Z satysfakcją informujemy, iż w ubiegłym tygodniu Sąd Rejonowy dla m. st. Warszawy w Warszawie uchylił postępowanie upadłościowe Śródmiejskiej Spółdzielni Mieszkaniowej w Warszawie. Skutkiem powyższego działania sądu upadłościowego było uwzględnienie przez Sąd Okręgowy w Warszawie zażalenia upadłej spółdzielni na postanowienie o ogłoszeniu upadłości likwidacyjnej. Sąd II instancji, uwzględniając argumenty podniesione przez dłużnika, w sposób wręcz precedensowy oddalił wniosek rzekomego wierzyciela Spółdzielni o ogłoszenie jej upadłości.
W toku postępowania zażaleniowego Śródmiejska Spółdzielnia Mieszkaniowa w Warszawie była reprezentowana m.in. przez Kancelarię Zimmerman i Wspólnicy. Powyższy sukces jest odzwierciedleniem zdroworozsądkowego i odpowiedzialnego podejścia przez sądy II instancji do kwestii sporności wierzytelności, a co za tym idzie – do braku legitymacji czynnej do złożenia wniosku o ogłoszenie upadłości, jeżeli dłużnik podważa zasadność roszczeń formułowanych przez wierzyciela. W ostatnim bowiem czasie sądy coraz częściej są zmuszone rozpoznawać wnioski o upadłość składane przez wierzycieli jedynie w celu zmuszenia kontrahenta do zapłaty zaległej wierzytelności. Takie działanie zwykle prowadzi do zapłaty nawet nieuznanej i spornej wierzytelności, tylko z obawy przed ogłoszeniem upadłości i jej dotkliwymi skutkami. Samo widmo oddania majątku w ręce syndyka stwarza bowiem większe ryzyko niż strata wywołana nieuzasadnioną spłatą nielojalnego wierzyciela. Co istotne, tego rodzaju wnioski ‘wymuszające zapłatę’ z reguły składane są celem zminimalizowania kosztów postępowania sądowego (opłata wynosi jedynie 1.000 zł).

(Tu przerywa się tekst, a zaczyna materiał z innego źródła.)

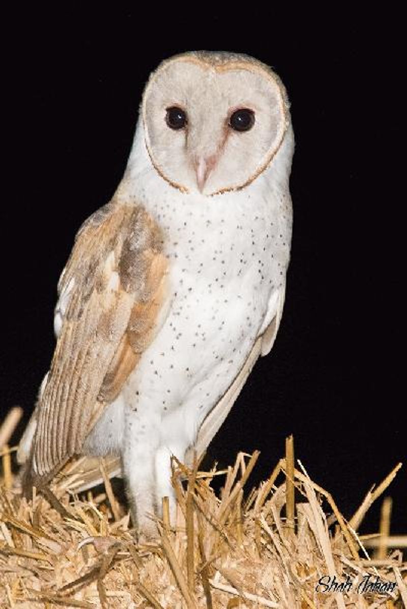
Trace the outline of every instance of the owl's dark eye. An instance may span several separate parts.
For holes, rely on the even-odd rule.
[[[254,112],[248,108],[236,110],[229,119],[229,126],[235,131],[249,131],[255,123]]]
[[[167,108],[167,114],[165,117],[166,122],[171,129],[183,129],[188,122],[186,113],[178,106],[171,106]]]

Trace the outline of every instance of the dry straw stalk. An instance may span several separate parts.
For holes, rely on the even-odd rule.
[[[3,451],[6,477],[12,476],[7,460],[13,454]],[[105,492],[78,495],[66,477],[54,485],[65,516],[38,494],[27,501],[18,477],[5,484],[3,476],[0,607],[400,609],[407,598],[407,564],[400,548],[407,545],[407,535],[389,536],[388,503],[381,537],[367,538],[357,530],[369,505],[380,496],[378,490],[388,488],[398,466],[369,491],[348,523],[330,493],[310,479],[300,463],[294,466],[292,438],[285,459],[248,493],[258,456],[239,452],[234,466],[222,473],[199,471],[196,459],[191,470],[174,460],[176,526],[170,526],[165,499],[157,538],[144,544],[136,542],[127,506],[115,496],[103,463]],[[211,486],[217,475],[224,476],[221,498]],[[334,513],[329,520],[328,506]],[[378,548],[373,560],[368,546]],[[372,581],[380,578],[384,585],[397,585],[386,594],[358,594],[367,575]],[[349,576],[352,589],[324,593],[317,584],[326,576],[338,582]]]

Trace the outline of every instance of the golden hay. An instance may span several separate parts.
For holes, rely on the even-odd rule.
[[[176,527],[169,527],[165,498],[163,518],[157,521],[158,539],[138,544],[127,508],[115,497],[103,465],[105,493],[78,496],[67,491],[66,483],[52,487],[71,515],[63,517],[35,492],[30,501],[21,497],[11,477],[13,452],[1,450],[0,446],[2,608],[394,609],[407,602],[407,563],[400,549],[388,549],[407,546],[407,536],[394,540],[389,537],[388,502],[381,537],[361,538],[356,532],[400,464],[368,493],[347,522],[300,462],[299,470],[294,468],[292,438],[286,442],[286,458],[246,500],[243,487],[258,451],[239,452],[235,465],[224,471],[214,468],[197,472],[196,464],[189,470],[174,462]],[[225,479],[220,498],[211,487],[215,476]],[[183,485],[182,480],[187,484]],[[333,512],[329,517],[322,509],[325,501]],[[375,545],[378,549],[372,559],[366,547]],[[364,584],[363,577],[369,574]],[[352,582],[347,593],[316,590],[320,577],[334,576],[339,583],[347,576]],[[358,586],[366,588],[377,578],[384,586],[395,582],[394,591],[358,593]]]

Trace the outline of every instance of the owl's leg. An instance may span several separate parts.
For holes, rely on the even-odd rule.
[[[154,463],[158,446],[157,421],[141,420],[137,413],[126,413],[122,452],[132,520],[142,537],[157,535],[155,512]]]
[[[171,456],[174,455],[183,462],[186,447],[180,444],[160,446],[155,453],[155,498],[157,511],[162,514],[163,497],[169,499],[169,516],[171,524],[175,524],[177,501],[175,493],[171,483]]]

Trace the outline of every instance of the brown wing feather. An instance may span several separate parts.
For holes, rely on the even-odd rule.
[[[83,225],[60,281],[73,282],[41,396],[33,474],[49,477],[76,452],[155,334],[167,260],[141,206],[113,202]]]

Przykład Śródmiejskiej Spółdzielni Mieszkaniowej w Warszawie pokazuje, iż wywieranie presji poprzez złożenie wniosku o ogłoszenie upadłości nie zawsze osiągnie skutek zamierzony przez wierzyciela. Wyżej opisane osiągnięcie ma istotne znaczenie także z uwagi na losy członków spółdzielni, którzy po ponownym odzyskaniu zarządu przez władze Śródmiejskiej Spółdzielni Mieszkaniowej w Warszawie mogą być spokojni o jej dalszy losy.

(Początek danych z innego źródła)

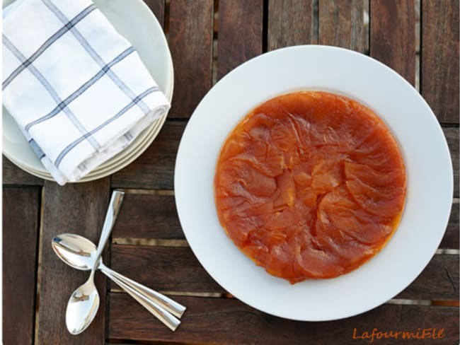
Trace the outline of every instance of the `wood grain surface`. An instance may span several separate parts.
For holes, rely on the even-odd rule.
[[[38,271],[38,331],[35,344],[104,344],[105,279],[101,274],[96,275],[102,302],[94,321],[78,337],[71,335],[65,325],[67,301],[72,292],[86,281],[89,273],[77,271],[61,262],[51,247],[51,240],[60,233],[74,233],[88,238],[97,245],[110,199],[109,184],[108,178],[64,187],[54,182],[45,183]]]
[[[225,292],[205,271],[188,247],[113,245],[111,253],[115,271],[154,288],[165,291]],[[456,300],[459,295],[458,267],[458,255],[435,255],[413,283],[397,298]]]
[[[459,181],[460,177],[460,155],[459,154],[459,127],[442,127],[446,136],[454,168],[454,197],[459,197]]]
[[[144,0],[154,13],[161,27],[164,26],[165,0]]]
[[[415,82],[415,1],[370,1],[371,56]]]
[[[117,272],[156,290],[225,292],[188,247],[112,245],[110,260]]]
[[[452,345],[459,339],[456,308],[385,305],[347,319],[324,322],[290,321],[258,311],[234,298],[179,297],[188,310],[173,333],[125,293],[110,293],[108,335],[113,339],[156,340],[200,344],[369,344],[354,339],[373,328],[381,332],[444,328],[444,337],[427,339],[374,339],[374,344]],[[127,310],[130,310],[127,312]],[[431,342],[430,342],[431,340]]]
[[[262,53],[263,16],[263,0],[219,0],[218,78]]]
[[[34,343],[40,188],[4,187],[3,344]]]
[[[311,0],[268,0],[268,50],[316,43]]]
[[[171,0],[174,96],[169,117],[189,117],[212,83],[212,0]]]
[[[127,194],[113,238],[185,239],[173,195]]]
[[[144,1],[164,28],[175,72],[171,111],[154,143],[110,177],[64,187],[2,159],[4,343],[352,345],[371,344],[354,339],[354,332],[359,336],[374,328],[436,328],[444,329],[443,338],[375,339],[372,344],[459,344],[458,0],[421,0],[420,8],[417,0]],[[232,298],[209,276],[181,229],[173,176],[180,137],[213,78],[215,81],[263,52],[317,43],[370,54],[413,85],[420,78],[420,92],[443,125],[452,158],[454,199],[439,245],[449,250],[438,251],[395,299],[352,317],[308,322],[260,312]],[[416,130],[416,121],[413,127]],[[93,323],[78,337],[66,329],[68,298],[88,273],[60,262],[50,243],[64,232],[97,243],[111,188],[124,189],[127,194],[104,260],[188,307],[176,332],[98,273],[102,303]],[[21,247],[9,245],[15,242]],[[282,301],[282,297],[273,298]]]
[[[457,201],[452,204],[449,224],[446,229],[446,233],[441,241],[439,248],[459,249],[460,248],[460,233],[459,232],[459,209],[460,204]]]
[[[365,7],[365,0],[319,1],[319,44],[364,52]]]
[[[112,175],[112,187],[172,189],[174,164],[185,124],[166,121],[154,143],[125,169]]]
[[[459,124],[458,0],[422,1],[421,91],[441,122]]]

W przedmiotowym postanowieniu Sądu Okręgowego ważne jest również to, że nawiązuje ono do utrwalonej – bo jeszcze przedwojennej, ale często zapominanej przez sądy rejonowe – tradycji orzeczniczej, zgodnie z którą wierzyciel nie może żądać ogłoszenia upadłości, jeżeli jego wierzytelność jest sporna i nieuznawana przez dłużnika. Tak właśnie było w przypadku Śródmiejskiej Spółdzielni Mieszkaniowej, która odmówiła zapłaty wynagrodzenia wykonawcy robót budowlanych, powołując się na szereg uchybień popełnionych przez wykonawcę w toku realizacji procesu inwestycyjnego. Orzeczenie Sądu Okręgowego oceniamy jako wyraz wyważonego i odpowiedzialnego stosowania instytucji Prawa upadłościowego, w oparciu o „ducha prawa” i jego cel, a nie tylko o dosłowne brzmienia przepisów.